We are using ES and have a certain basic usage that is easily covered by a few nodes with 4 cores each. A few times a day we have very short high spikes (15 min) where we have to process lots of new data. Here even when we change the instance size to 32 cores we get sometimes 429 rejects because the CPU usage is unable to deal with the bulks (disk, mem, etc are not blocked). The spikes are not plannable (depend on user actions) and full performance should be available within a minute after we know it.

We can deal with this by sizing the cluster to a max, however this drives costs up by a high factor. Are there any recommended patterns how to dynamically size a cluster like this on a CPU usage up within seconds?

The shorted option I can come up with (untested) is to shutdown a node of the cluster, reboot it with the same data disks under a new machine with more resources, wait until it has recovered it's cluster state (should not take to long as it was only missing a minute) and then do it for the next one. When load drops do the same the other way around.

  • Platform is GCE, but same pattern works for any cloud deployment.

How are you sending data to your cluster? Can you shunt the data to a queue (buffer) and then feed your cluster from the queue at a rate that it can handle?

Tin

Data is send as it is calculated, a queue is not an option (actually there is a queue right now to solve this problem), but the data should be available as fast as possible because basically people trigger an action, we do a recalculation, and results should be available as fast as possible. The calculation we can scale dynamically and within a few seconds, I'm looking for a similar way for ES.

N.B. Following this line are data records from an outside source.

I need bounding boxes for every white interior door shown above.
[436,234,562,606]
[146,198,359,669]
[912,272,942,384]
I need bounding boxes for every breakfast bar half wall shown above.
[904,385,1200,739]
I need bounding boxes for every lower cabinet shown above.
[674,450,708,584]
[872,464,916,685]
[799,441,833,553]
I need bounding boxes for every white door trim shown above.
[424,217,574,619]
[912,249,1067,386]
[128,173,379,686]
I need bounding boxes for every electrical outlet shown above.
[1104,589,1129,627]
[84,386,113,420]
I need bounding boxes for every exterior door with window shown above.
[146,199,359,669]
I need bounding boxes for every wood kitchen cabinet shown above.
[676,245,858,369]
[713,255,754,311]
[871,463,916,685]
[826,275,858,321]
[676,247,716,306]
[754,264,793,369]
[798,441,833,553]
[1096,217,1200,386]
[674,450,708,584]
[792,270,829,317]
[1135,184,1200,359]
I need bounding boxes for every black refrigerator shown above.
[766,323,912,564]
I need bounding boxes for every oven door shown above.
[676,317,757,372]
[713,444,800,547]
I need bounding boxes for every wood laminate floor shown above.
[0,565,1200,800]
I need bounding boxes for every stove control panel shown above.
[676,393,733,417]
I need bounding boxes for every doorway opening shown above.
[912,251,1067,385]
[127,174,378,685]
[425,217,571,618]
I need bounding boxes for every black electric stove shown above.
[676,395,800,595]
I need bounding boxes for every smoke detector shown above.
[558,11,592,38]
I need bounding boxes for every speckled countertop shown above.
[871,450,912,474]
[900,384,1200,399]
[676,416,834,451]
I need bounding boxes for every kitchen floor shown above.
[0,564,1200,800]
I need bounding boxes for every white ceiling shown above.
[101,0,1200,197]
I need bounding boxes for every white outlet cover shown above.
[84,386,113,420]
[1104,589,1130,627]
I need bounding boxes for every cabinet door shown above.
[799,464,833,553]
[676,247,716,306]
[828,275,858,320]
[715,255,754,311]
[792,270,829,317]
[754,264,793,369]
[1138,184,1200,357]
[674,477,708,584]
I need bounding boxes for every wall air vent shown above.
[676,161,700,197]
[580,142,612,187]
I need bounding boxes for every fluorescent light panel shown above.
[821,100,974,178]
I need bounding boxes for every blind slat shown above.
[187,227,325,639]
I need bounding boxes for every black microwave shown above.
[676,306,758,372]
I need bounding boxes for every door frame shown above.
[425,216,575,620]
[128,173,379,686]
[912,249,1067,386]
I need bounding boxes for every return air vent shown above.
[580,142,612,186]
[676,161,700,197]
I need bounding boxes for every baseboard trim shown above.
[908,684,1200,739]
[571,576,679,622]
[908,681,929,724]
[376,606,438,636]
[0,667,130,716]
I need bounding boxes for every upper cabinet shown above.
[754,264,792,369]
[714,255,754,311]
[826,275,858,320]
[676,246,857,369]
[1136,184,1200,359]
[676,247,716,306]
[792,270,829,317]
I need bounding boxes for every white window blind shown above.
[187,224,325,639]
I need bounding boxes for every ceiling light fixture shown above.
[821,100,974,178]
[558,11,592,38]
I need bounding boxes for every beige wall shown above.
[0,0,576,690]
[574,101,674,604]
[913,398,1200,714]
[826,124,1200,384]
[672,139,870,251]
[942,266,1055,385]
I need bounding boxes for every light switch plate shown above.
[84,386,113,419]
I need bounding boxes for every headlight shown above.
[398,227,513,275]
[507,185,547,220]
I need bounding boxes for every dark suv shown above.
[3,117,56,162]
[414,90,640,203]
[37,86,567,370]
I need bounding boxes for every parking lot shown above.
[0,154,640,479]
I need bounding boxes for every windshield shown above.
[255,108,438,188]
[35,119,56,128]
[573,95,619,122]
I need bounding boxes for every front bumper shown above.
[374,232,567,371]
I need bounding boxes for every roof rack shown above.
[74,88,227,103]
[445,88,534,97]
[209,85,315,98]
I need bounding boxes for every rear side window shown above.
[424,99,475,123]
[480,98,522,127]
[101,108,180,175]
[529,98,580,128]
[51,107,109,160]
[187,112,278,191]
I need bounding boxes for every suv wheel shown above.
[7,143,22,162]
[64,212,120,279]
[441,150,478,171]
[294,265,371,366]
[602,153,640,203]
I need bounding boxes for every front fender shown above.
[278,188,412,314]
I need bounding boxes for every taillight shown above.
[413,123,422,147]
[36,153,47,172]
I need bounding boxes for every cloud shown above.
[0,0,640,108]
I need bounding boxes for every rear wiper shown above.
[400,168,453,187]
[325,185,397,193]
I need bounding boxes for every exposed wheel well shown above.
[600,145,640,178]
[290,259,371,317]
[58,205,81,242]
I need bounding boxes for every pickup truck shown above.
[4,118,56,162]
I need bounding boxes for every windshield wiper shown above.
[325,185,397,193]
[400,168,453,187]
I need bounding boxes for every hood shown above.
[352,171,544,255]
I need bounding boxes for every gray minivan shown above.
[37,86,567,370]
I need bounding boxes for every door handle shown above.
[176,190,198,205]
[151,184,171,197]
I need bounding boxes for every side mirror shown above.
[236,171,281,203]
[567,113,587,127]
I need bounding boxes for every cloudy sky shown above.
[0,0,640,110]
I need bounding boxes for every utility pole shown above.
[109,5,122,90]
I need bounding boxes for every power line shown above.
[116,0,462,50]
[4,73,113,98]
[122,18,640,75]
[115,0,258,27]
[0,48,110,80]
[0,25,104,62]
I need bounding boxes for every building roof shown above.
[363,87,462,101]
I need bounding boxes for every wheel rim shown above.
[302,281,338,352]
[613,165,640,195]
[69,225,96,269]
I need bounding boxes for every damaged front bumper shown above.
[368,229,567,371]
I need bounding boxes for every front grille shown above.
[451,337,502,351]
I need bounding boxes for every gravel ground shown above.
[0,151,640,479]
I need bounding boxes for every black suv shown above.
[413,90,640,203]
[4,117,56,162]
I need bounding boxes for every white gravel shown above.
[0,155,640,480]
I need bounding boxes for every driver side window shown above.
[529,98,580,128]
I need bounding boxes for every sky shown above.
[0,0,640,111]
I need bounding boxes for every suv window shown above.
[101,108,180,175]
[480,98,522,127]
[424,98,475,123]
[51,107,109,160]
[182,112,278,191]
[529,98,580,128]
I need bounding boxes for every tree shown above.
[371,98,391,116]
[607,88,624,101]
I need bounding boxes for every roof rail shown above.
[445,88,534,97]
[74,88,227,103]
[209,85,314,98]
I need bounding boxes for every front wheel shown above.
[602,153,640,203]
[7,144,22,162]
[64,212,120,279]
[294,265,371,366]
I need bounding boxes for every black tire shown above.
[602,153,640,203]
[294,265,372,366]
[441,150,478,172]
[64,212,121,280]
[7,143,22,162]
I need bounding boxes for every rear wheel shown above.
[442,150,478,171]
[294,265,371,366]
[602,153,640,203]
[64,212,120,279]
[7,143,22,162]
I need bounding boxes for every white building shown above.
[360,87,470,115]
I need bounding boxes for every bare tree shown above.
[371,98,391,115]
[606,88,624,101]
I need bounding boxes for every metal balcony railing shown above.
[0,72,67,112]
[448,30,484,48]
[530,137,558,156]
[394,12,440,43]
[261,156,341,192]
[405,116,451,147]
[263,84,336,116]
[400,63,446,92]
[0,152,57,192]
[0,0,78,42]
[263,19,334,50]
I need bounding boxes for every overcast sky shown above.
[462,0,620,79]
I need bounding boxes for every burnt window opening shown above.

I dunno if you will get within seconds though. ES does need some time to join and then rebalance load etc.

Autoscaling Elasticsearch, and most other data stores, is generally difficult as restartiung nodes to scale up take time and a lot of data need to be transferred if skalning out. Both these options also cause extra work for the cluster at exactly the wrong time. If there are any patterns to these user triggered actions, e.g. that they tend to occur during specific periods, it would be better to scale out the cluster in advance so that extra capacity is available during the period and then scale back.

You may also be able to more quickly increase indexing throughput by temporarily setting the number of replicas for the index to 0, but that trades away resilience for performance, which may or may not be an acceptable tradeoff.

Thanks for your replies, the "within seconds" maybe overstating it, but it should be done within the time it takes for the load to pick up. Let's say without scaling it takes 4 hours, using the higher CPU it takes 15 minutes. If now it takes 5 minutes or 10 minutes for nodes to join and then be fully available it still takes it down from 4 hours to 1hour. But the faster and more dynamic the better of course.

Regarding the replicas: The times are already without replicas, on large operations we disable replica and then replicate after the initial load is done, if a node goes down during this process we can always retrigger it.